HC ICC - Hospital do Câncer - Instituto do Câncer do Ceará — Prova 2026
A história natural da doença tem desenvolvimento em dois períodos sequenciados. Esses períodos são, respectivamente, denominados de:
História Natural da Doença = Período Epidemiológico (pré-patogênese) + Período Patológico (patogênese).
O modelo de Leavell e Clark descreve a evolução da doença desde a interação inicial entre agente, hospedeiro e meio (pré-patogênese) até as alterações orgânicas e desfechos (patogênese).
A História Natural da Doença é um conceito clássico da epidemiologia que descreve o curso de uma doença desde o seu início até a resolução, sem intervenção médica. O modelo proposto por Leavell e Clark em 1965 é o mais utilizado em provas de residência e concursos públicos de saúde. Ele divide o processo em dois grandes momentos: a pré-patogênese, onde o foco é o equilíbrio ou desequilíbrio da tríade ecológica, e a patogênese, onde o foco é a resposta biológica do hospedeiro ao agente. Na prática médica e na saúde coletiva, compreender esses períodos é essencial para a aplicação correta dos níveis de prevenção. Enquanto o período epidemiológico demanda ações de saneamento, educação em saúde e imunização, o período patológico exige rastreamento (screening), tratamento clínico imediato e fisioterapia. A questão aborda a nomenclatura técnica correta desses períodos sequenciais, exigindo do candidato o domínio da terminologia clássica da saúde coletiva.
O período epidemiológico, também conhecido como pré-patogênico, caracteriza-se pela interação entre os fatores da tríade ecológica: o agente etiológico, o hospedeiro suscetível e o meio ambiente.
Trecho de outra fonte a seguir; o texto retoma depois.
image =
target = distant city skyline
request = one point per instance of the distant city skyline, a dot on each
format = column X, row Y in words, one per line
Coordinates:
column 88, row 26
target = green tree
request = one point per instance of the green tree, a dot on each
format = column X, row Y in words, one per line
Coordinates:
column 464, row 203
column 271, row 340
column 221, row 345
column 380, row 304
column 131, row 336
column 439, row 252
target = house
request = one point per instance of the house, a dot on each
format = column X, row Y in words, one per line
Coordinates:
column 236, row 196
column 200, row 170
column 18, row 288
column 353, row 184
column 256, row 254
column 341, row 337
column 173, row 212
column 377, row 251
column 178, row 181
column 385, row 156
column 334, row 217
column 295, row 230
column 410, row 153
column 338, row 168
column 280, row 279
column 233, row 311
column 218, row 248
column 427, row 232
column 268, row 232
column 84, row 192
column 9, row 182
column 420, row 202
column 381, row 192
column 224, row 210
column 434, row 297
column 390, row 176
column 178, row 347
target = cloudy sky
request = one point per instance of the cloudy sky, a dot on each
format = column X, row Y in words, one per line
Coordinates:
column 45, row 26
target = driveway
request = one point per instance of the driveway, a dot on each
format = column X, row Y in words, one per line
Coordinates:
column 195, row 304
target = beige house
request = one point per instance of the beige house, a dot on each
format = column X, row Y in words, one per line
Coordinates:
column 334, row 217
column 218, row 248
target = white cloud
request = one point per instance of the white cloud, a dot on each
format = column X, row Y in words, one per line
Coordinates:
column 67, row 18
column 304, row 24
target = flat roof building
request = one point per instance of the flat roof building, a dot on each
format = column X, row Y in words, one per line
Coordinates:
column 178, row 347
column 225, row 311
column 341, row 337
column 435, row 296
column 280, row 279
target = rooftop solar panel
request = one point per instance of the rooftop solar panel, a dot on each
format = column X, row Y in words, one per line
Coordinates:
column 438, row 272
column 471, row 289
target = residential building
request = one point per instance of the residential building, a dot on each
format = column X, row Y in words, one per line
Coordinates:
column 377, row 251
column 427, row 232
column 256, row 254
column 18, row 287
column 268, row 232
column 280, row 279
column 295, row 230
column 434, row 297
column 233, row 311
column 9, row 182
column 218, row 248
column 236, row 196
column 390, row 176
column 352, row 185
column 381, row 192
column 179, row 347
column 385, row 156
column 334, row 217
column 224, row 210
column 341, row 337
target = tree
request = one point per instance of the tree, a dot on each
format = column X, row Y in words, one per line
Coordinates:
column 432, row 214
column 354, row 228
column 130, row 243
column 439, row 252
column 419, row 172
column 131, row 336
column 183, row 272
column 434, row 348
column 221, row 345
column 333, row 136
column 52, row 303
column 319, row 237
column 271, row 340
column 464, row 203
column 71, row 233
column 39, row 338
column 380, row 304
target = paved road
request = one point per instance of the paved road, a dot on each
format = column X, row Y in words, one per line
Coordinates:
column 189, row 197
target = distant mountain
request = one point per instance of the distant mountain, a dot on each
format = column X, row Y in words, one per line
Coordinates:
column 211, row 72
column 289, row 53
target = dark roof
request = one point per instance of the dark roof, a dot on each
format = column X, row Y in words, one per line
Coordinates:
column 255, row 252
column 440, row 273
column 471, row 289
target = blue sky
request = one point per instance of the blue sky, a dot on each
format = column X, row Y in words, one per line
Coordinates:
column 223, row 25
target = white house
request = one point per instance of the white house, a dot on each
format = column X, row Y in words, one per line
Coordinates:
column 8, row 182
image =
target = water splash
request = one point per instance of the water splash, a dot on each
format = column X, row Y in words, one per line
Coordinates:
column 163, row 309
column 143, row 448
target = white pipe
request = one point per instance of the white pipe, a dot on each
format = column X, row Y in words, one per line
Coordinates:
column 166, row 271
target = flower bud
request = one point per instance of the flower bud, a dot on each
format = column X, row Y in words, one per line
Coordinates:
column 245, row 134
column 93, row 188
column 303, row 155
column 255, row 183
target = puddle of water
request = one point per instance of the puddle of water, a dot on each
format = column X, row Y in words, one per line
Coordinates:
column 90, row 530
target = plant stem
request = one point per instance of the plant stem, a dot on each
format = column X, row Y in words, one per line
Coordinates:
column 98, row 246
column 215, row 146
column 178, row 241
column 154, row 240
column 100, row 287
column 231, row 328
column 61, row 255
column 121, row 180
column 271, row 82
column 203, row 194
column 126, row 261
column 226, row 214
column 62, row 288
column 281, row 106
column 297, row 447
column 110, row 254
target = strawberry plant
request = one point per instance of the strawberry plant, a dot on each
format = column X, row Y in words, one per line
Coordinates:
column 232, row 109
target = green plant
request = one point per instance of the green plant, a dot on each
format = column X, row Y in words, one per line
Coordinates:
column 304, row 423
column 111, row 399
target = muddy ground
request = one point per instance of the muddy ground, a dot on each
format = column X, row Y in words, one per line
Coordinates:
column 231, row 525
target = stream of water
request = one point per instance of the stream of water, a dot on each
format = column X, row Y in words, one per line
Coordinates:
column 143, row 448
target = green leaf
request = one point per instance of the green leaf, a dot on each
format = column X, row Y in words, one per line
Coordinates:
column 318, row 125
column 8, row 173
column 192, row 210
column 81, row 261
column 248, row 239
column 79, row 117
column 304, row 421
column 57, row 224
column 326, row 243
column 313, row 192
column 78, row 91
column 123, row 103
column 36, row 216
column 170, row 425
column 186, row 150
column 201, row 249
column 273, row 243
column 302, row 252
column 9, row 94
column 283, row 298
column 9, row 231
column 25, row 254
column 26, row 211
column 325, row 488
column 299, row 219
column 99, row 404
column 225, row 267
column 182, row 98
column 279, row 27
Neste estágio, a doença ainda não se instalou no organismo, mas as condições para o seu surgimento estão presentes. É o foco das ações de prevenção primária, como promoção da saúde e proteção específica (vacinação, por exemplo), visando impedir que o processo patológico se inicie.
O período patológico ou de patogênese inicia-se com as primeiras alterações moleculares e celulares no hospedeiro. Ele se subdivide em: interação estímulo-hospedeiro, alterações bioquímicas e histológicas subclínicas (período de incubação ou latência), horizonte clínico (quando surgem sinais e sintomas), cronicidade ou evolução para cura, invalidez ou óbito. É o campo de atuação da prevenção secundária (diagnóstico precoce) e terciária (reabilitação).
Este modelo é fundamental pois permite organizar as intervenções de saúde de acordo com o estágio da doença. Ao identificar se o processo está na fase pré-patogênica ou patogênica, o sistema de saúde pode direcionar esforços para prevenção primária (evitar a doença), secundária (tratar precocemente) ou terciária (limitar sequelas). Ele fornece a base teórica para o planejamento de políticas públicas e vigilância epidemiológica eficaz.